Tom Lane wrote:
>Paul Tillotson <spam1011@adelphia.net> writes:
>
>
>>Tom Lane wrote:
>>
>>
>>>Hardly likely, considering it's estimating only 296 rows in the subquery
>>>output. My bet is that you've chosen a datatype whose comparisons are
>>>not hashable (like char(n)). What is the datatype of parentid in these
>>>tables, anyway?
>>>
>>>
>>>
>>I don't have access to the machine now, but my memory is that
>>parent.parentid is numeric(10,2) and child.parentid is int.
>>
>>
>
>Offhand I don't believe there are any hashable crosstype comparisons.

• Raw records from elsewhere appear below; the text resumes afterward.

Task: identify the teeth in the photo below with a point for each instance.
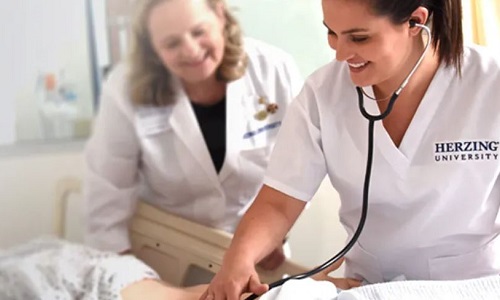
(358, 65)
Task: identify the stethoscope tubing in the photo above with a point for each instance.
(369, 162)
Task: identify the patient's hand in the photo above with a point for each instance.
(273, 260)
(341, 283)
(156, 290)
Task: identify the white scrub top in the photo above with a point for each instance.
(159, 153)
(434, 200)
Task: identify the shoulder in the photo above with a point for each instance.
(116, 87)
(261, 53)
(334, 76)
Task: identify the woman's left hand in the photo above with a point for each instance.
(341, 283)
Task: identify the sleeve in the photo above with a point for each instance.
(111, 176)
(293, 76)
(297, 165)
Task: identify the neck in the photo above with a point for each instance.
(420, 80)
(207, 92)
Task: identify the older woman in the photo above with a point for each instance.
(188, 123)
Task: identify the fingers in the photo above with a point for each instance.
(333, 267)
(273, 260)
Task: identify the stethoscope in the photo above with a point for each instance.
(371, 125)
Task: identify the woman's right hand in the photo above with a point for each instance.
(233, 280)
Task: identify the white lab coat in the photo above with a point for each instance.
(434, 201)
(159, 153)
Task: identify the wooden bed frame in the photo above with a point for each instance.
(183, 253)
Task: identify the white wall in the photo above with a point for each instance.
(293, 25)
(27, 192)
(28, 181)
(43, 36)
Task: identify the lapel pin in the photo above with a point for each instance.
(269, 108)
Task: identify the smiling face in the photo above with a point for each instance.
(187, 36)
(377, 50)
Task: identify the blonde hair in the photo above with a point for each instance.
(150, 81)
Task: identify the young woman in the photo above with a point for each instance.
(434, 196)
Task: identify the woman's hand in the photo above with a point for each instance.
(273, 260)
(341, 283)
(233, 280)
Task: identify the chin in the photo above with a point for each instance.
(361, 82)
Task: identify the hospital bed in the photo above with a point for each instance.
(182, 252)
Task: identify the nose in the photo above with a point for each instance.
(191, 48)
(342, 51)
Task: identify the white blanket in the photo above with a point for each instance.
(486, 288)
(52, 269)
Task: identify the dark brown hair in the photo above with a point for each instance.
(445, 19)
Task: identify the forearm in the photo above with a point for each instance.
(264, 226)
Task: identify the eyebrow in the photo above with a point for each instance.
(352, 30)
(169, 38)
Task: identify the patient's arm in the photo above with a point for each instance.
(157, 290)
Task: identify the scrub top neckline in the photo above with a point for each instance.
(402, 156)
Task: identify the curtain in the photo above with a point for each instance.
(482, 22)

>In this case the int is probably getting promoted to numeric, but I
>think numeric comparison isn't hashable either (because for example
>'0.0' = '0.000' but the internal representations are different).
>
>
This is apparently the trouble. This query doesn't use a hash:
SELECT * FROM table1
WHERE <condition> OR numeric1 IN (SELECT int1 FROM table2)
But, this query (identical except for the cast) does:
SELECT * FROM table1
WHERE <condition> OR numeric1::int IN (SELECT int1 FROM table2)
Thanks for the help, Tom and others.